We’re doing a From the Source focus group with recent buyers this Wednesday. We’ll be digging into buyer agent commissions, awareness of “power buyer” companies, and more. If you have a question you’d like us to ask, just shoot it to us by replying to this email.

 

Inspiration Point


 
Firande — A Very Swedish Celebration
We watched the IKEA Festival that took place last month on the Swedish company’s global website. The festival featured home visits, home concerts, home cooking and more. You can still watch the highlights here. We’ve been studying the IKEA brand and were floored at how this event expressed so much of their big vision (“creating a better life for the many people”), and truly expressed a brand story that goes beyond “what we do,” i.e, sell inexpensive, Swedish-inspired furniture and housewares. So much of the big campaigns we see in real estate only go as deep as showing “what we do” — agents handing over keys, placing a “sold” onto a yard sign, and smiling with other smiling people.
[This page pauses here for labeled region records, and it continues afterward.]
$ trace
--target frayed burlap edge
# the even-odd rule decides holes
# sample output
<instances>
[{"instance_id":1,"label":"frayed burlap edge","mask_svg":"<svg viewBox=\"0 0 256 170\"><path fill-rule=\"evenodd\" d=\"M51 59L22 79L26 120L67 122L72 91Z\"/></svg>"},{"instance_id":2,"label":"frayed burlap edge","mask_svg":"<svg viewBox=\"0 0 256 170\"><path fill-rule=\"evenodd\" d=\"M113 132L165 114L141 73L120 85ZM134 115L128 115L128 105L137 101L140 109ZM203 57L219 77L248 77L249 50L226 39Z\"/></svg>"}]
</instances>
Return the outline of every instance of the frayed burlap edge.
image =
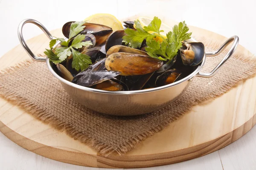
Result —
<instances>
[{"instance_id":1,"label":"frayed burlap edge","mask_svg":"<svg viewBox=\"0 0 256 170\"><path fill-rule=\"evenodd\" d=\"M218 41L213 41L212 40L209 40L204 37L196 38L198 41L203 42L206 47L212 49L218 49L224 42L219 42ZM227 51L226 50L224 52L227 52ZM232 57L235 57L244 62L250 62L254 64L255 65L249 70L241 74L240 76L233 79L226 86L220 87L218 91L212 91L209 96L199 99L198 101L192 103L190 108L187 108L187 109L182 113L179 113L178 116L174 118L173 119L166 120L165 121L162 122L161 124L159 125L158 126L154 127L149 130L144 132L140 135L135 136L129 141L121 144L117 149L113 148L111 146L107 146L105 144L102 143L102 141L95 140L87 137L84 136L84 134L79 133L76 131L71 126L67 126L66 125L59 122L56 118L51 116L49 113L47 113L46 110L40 108L40 106L37 106L35 103L31 102L28 99L19 96L15 92L6 89L0 85L0 96L11 101L14 105L20 106L35 117L43 121L44 123L49 124L59 130L65 131L70 136L76 139L78 139L81 142L88 145L97 150L100 154L102 156L107 156L115 152L121 155L134 149L136 144L138 143L153 135L156 133L163 130L164 128L169 126L170 123L177 120L183 114L190 111L194 106L198 105L202 101L209 98L219 96L221 94L230 90L231 88L239 81L247 79L256 73L256 59L254 58L253 56L248 57L241 54L235 54ZM21 62L15 66L10 67L2 71L0 73L0 76L3 74L12 73L20 68L29 67L33 62L35 62L31 60L27 60ZM35 101L35 102L36 102Z\"/></svg>"}]
</instances>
We’d love to see more IKEA-like approaches, and less selling of the furniture.

 

Not Just Another Sweater
By now, we’ve all heard about Facebook’s new plans for Metaverse. Aside from some typical social media snark and mockery around the accompanying name change, we surfaced this thread from Patagonia, doubling down on its boycott of Facebook last year. In it, CEO Ryan Gellert explains how the 16-month advertising boycott has impacted their business, and yet they will not let up until the company takes action to mitigate the harm its platform is creating. What’s fascinating about this thread are the comments from people professing their brand loyalty — like this one: “Even though I live in Florida…so not much need for most of what you sell, I ordered two sweaters from you because I so respect what you stand for!” This is what deep, strategic brand building can do. Having a point of view that’s real, felt and honored in everything your company does is not only good for your brand, it’s good for the greater cause you support. Profit’s important. But it alone doesn’t drive the sort of emotional connection Patagonia has created.

 

Quote of the week



“If the story is not great or if the story is not human, no technology will save you. Not today. Not anytime in the future.”